France proposes Nissan-Renault integration under one holding company
The French company also wants to have its say in appointing new head of the car makers' alliance
French authorities proposed the integration of Renault and Nissan under a single holding company, according to Japanese financial newspaper Nikkei.
A delegation including Martin Vial, a Renault director designated by the French government, visited Japan to relay Paris' intentions to Japanese authorities, the newspaper reported, citing unnamed sources.
However, French Finance Minister Bruno Le Maire was quick to play down the reports and said there are no plans to change the structure of the alliance.
“No shareholding re-balancing or modification of cross shareholdings between Renault and Nissan are on the table,” Mr Le Maire said on Sunday, adding that France wanted “solid and stable” governance at the helm of the company.
Initial reports in the French media said, France wants Renault to name Nissan's next chairman, a position that has remained vacant since the November arrest of Carlos Ghosn, an industry titan accused of financial irregularities.
The original alliance between Renault and Nissan gives the French car maker the right to choose top Nissan executives, Nikkei said.
Two months after the arrest stunned Nissan and the global automotive industry, the Japanese car maker is weighing abolishing the chairman role as it steps up reforms to rebuild its governance.

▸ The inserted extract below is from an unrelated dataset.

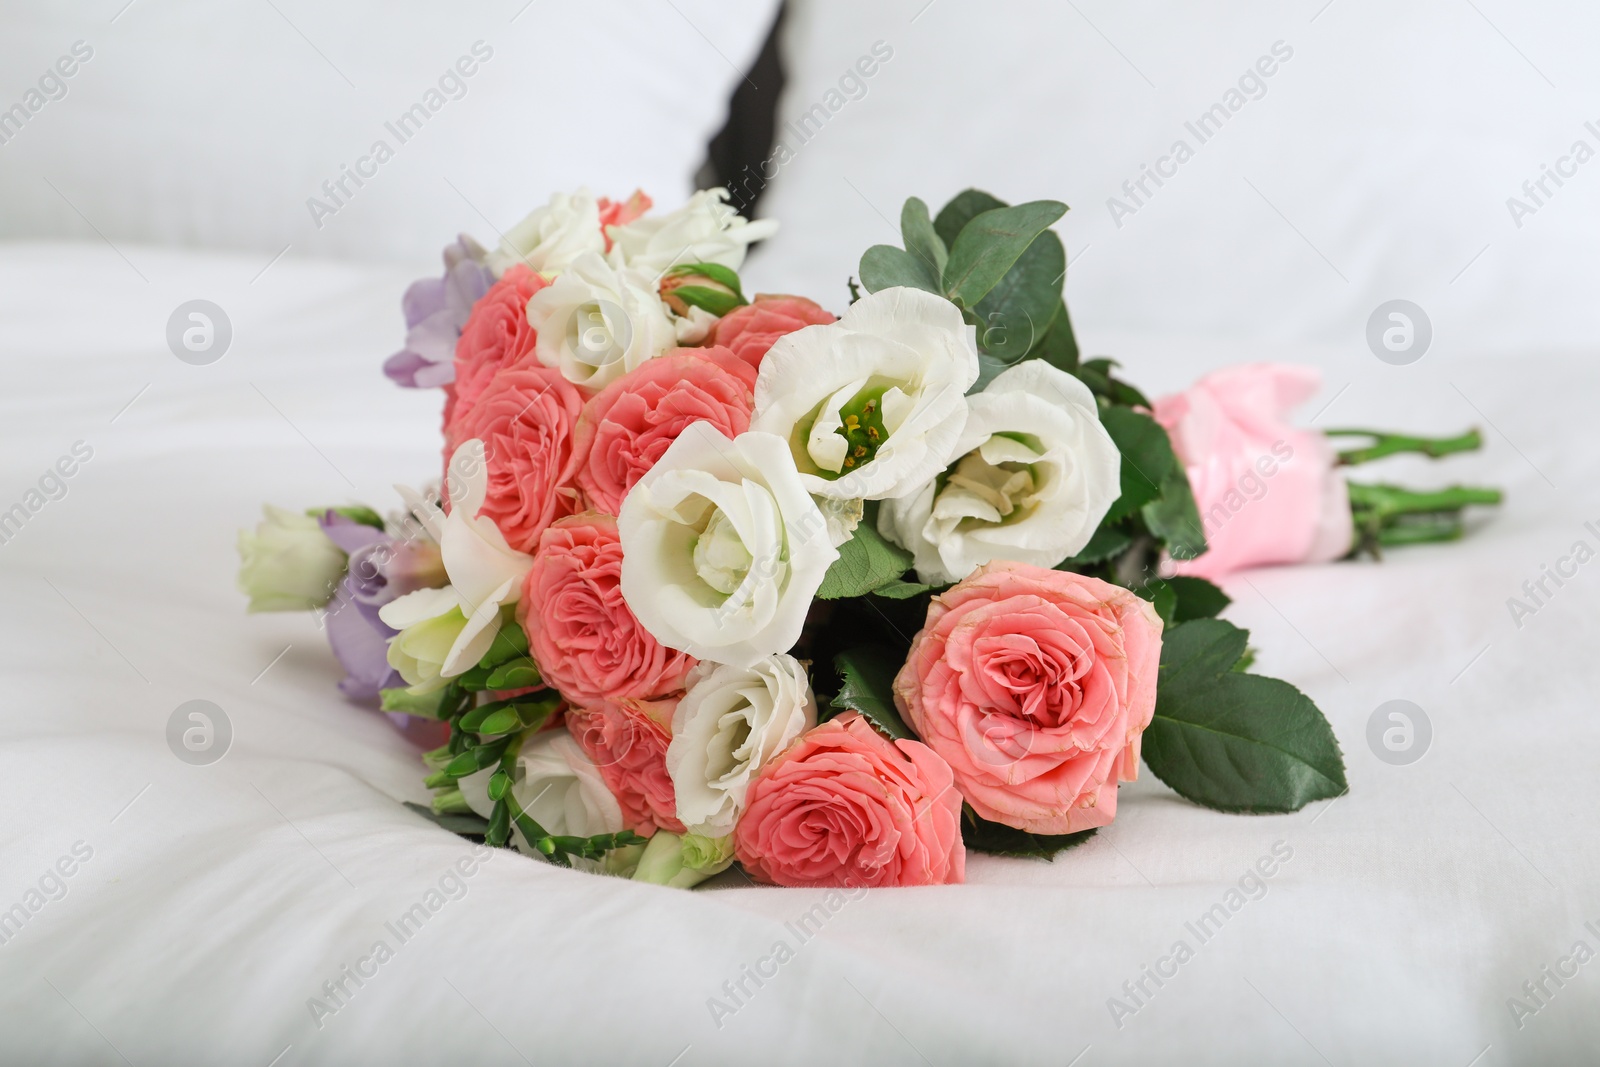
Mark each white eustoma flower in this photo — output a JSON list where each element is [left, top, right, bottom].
[[608, 187, 778, 275], [667, 655, 818, 837], [751, 286, 979, 501], [879, 360, 1122, 584], [378, 440, 532, 688], [525, 252, 676, 391], [236, 504, 346, 611], [458, 732, 624, 858], [485, 189, 606, 276], [617, 423, 838, 669]]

The scandal has according to various media leaks, also strained the company’s partnership with Renault, a union held together by Mr Ghosn for two decades.

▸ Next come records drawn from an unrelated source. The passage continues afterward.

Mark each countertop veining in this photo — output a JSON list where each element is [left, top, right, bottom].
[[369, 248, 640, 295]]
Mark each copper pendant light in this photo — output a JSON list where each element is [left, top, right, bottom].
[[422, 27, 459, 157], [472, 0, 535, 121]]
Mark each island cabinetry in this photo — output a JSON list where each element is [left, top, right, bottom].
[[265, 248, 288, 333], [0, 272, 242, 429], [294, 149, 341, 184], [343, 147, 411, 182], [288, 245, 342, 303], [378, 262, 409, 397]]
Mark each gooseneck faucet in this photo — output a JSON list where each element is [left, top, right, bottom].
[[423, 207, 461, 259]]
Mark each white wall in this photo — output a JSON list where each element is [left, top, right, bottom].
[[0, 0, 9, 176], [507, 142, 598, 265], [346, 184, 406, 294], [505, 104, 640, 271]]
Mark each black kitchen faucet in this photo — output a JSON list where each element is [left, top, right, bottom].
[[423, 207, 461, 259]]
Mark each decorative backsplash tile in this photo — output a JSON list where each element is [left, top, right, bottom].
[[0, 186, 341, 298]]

However, as tensions simmer to surface in Mr Ghosn's absence, France's government – Renault's largest shareholder – has renewed its push for a merger. Nissan has opposed a combination of the two companies, not least because the French government would be a major stakeholder in a shared holding company, potentially giving it greater sway over the Japanese car manufacturer, according to Nikkei.
The French government owns about 15 per cent of Renault, which in turn controls 43.4 per cent of Nissan. Nissan holds only a 15 per cent non-voting stake in its French partner. Renault is expected to appoint Mr Ghosn's replacement soon, according to the Japanese paper, with Paris leading the search for a successor and the new leadership could take a harder line in negotiations with Nissan at the behest of the French government.
Last month, Renault said it planned to name a new director to the board of Nissan and safeguard power within their alliance.
“Renault wants to exercise the possibility to name its directors and this will be done at a shareholders’ meeting,” Mr Vial, told BFM Business, a French business TV station.
Michelin chief executive Jean-Dominique Senard could be a good choice to head Renault, said Mr Le Maire, according to French media reports on Sunday. Asked whether Mr Senard would replace Mr Ghosn, the French minister said: “It is up to the board of directors to examine proposals presented to it by the appointments committee. The French state, as shareholder, will have its say.”
Earlier, Nissan chief executive Hiroto Saikawa, a protege of Mr Ghosn, rebuffed the French car maker’s demand for a meeting of all shareholders to discuss Nissan’s governance, something it would need to do to change its board representation.
The French government has sought integration between the two companies to render the alliance irreversible, a position that some speculate is due to Renault's dependence on Nissan for research and development as well as for much of its profit.
Mr Ghosn was reportedly planning a merger of the two companies before his November 19 arrest. That led to speculation that his fall from grace was part of an internal coup at the Japanese company.
Mr Ghosn is facing fresh charges of improperly receiving €7.8 million (Dh36.9m) in compensation from a joint venture between Nissan and Mitsubishi. A joint investigation by the Japanese companies alleges that Mr Ghosn, was compensated by the JV without any discussion with two other board members – Nissan chief Mr Saikawa, and Osamu Masuko, chief executive of Mitsubishi. Renault has said it found no record of wrongdoing from its own internal investigation.
Nissan holds a controlling stake in Mitsubishi Motors. Mr Ghosn, who made his only court appearance earlier this month, has denied all charges against him and said he "acted honorably, legally and with the knowledge and approval of the appropriate executives inside the company – with the sole purpose of strengthening Nissan".